The Growing Right-Wing Threat to Campus Free Speech - 2019-09-19
When it comes to free speech on American campuses, there seems to be a law of conservation at work: Just when the internal threat of censorship from left-wing campus activists is abating, the external threat from right-wing lawmakers starts rising. Given that the new threat relies not on the decibel level of immature 18-year-olds but the state power of motivated adults, it may be much harder to fight.
Concerns about political correctness on campus date back at least 25 years before Philip Roth wrote The Human Stain, his brilliant novel depicting the travails of a half-black classics professor pretending to be Jewish who gets summarily fired after black students take offense over his use of the word "spooks." But after a brief hiatus, these concerns came back with a vengeance in the last decade, at least partly because a well-oiled right-wing machine emerged to pounce on every student transgression—big and small, real and imagined, in order to paint a picture of a "free speech crisis" in academia.

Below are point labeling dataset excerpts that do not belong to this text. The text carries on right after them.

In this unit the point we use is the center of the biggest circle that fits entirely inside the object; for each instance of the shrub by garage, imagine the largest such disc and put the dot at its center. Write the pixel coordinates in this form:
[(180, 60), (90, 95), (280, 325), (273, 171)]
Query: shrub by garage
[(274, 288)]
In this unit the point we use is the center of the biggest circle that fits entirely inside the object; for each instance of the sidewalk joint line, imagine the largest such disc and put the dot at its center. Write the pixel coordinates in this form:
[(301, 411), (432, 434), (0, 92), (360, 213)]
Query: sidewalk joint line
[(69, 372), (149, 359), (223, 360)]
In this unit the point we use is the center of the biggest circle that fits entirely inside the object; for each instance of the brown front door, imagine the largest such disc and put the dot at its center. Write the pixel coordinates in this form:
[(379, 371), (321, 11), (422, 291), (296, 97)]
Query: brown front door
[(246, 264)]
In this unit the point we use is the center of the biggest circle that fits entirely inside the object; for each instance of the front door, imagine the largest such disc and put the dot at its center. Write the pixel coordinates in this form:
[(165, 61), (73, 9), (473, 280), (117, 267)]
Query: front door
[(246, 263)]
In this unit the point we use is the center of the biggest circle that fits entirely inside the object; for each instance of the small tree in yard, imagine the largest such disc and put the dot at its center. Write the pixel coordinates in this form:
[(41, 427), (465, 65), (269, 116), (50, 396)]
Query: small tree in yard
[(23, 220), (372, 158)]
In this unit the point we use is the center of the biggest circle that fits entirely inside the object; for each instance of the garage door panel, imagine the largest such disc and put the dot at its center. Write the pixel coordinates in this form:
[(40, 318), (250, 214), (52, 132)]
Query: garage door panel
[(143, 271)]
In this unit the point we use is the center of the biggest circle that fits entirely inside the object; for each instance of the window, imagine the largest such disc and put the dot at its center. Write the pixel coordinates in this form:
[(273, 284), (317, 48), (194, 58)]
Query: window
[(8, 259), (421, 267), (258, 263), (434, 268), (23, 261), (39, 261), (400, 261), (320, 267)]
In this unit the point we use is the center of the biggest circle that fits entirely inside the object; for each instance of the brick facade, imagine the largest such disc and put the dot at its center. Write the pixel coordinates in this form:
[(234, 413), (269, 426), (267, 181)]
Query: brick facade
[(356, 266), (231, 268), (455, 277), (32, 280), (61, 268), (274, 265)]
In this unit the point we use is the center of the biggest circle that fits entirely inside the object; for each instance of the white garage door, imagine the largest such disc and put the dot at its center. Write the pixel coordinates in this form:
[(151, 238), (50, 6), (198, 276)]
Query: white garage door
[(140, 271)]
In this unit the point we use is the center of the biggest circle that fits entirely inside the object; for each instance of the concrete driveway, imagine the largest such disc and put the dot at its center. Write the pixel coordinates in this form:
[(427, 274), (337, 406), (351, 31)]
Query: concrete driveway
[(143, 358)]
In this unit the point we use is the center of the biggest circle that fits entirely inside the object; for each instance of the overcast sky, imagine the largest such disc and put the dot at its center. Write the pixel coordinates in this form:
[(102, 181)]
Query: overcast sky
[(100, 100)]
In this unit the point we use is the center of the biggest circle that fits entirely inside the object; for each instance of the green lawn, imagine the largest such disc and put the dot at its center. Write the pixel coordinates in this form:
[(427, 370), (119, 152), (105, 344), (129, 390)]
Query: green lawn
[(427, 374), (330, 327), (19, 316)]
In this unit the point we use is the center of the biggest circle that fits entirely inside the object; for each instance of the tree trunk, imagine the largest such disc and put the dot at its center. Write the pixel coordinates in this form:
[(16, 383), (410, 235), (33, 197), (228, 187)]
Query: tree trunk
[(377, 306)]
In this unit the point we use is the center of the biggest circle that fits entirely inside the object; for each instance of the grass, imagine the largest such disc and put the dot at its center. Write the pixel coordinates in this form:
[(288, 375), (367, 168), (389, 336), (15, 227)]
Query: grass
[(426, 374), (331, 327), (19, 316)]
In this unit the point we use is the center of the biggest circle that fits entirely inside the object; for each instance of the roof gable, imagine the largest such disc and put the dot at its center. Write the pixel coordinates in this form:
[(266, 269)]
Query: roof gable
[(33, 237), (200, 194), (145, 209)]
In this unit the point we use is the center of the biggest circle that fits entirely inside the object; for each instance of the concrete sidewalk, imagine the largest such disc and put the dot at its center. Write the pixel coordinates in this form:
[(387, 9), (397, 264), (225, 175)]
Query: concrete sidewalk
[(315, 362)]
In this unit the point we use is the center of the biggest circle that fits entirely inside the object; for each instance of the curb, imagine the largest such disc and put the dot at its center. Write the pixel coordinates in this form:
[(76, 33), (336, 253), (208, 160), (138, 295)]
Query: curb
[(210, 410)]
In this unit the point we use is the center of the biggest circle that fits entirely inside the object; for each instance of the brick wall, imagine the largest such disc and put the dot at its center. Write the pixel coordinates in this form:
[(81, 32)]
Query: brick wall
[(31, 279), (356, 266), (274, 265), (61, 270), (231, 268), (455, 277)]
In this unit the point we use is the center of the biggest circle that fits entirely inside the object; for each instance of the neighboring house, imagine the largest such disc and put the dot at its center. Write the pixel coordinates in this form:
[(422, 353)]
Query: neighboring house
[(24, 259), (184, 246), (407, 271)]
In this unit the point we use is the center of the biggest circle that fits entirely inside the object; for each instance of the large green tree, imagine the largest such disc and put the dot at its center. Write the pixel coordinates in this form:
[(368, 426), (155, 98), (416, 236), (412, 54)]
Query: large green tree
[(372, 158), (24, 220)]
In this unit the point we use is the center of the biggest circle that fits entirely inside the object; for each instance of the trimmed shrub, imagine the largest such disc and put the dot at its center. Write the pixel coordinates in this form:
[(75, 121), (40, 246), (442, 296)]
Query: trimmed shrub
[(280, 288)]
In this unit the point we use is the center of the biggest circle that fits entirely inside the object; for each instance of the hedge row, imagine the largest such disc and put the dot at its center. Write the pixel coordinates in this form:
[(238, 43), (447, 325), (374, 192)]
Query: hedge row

Consider the experience of Ursinus College's Jonathan Marks, a conservative professor who writes extensively about higher education: He recounts with amusement how first The College Fix, a right-wing campus watchdog website, and then Breitbart picked up a piece he wrote for Commentary earlier this year making fun of California State Fresno's new faculty and staff rules prescribing that "everyone be nice to each other." Both outfits distorted the story and blamed students who had nothing to do with the rules, because that was better aligned with their narrative of easily triggered snowflakes demanding safe spaces. The College Fix appended a grudging "update" after some coaxing from Marks, but Breitbart didn't bother. "If you investigated the dental profession with as much intensity as college campuses and devoted entire websites to covering it, you could come up with lots of bad things too," he laughs.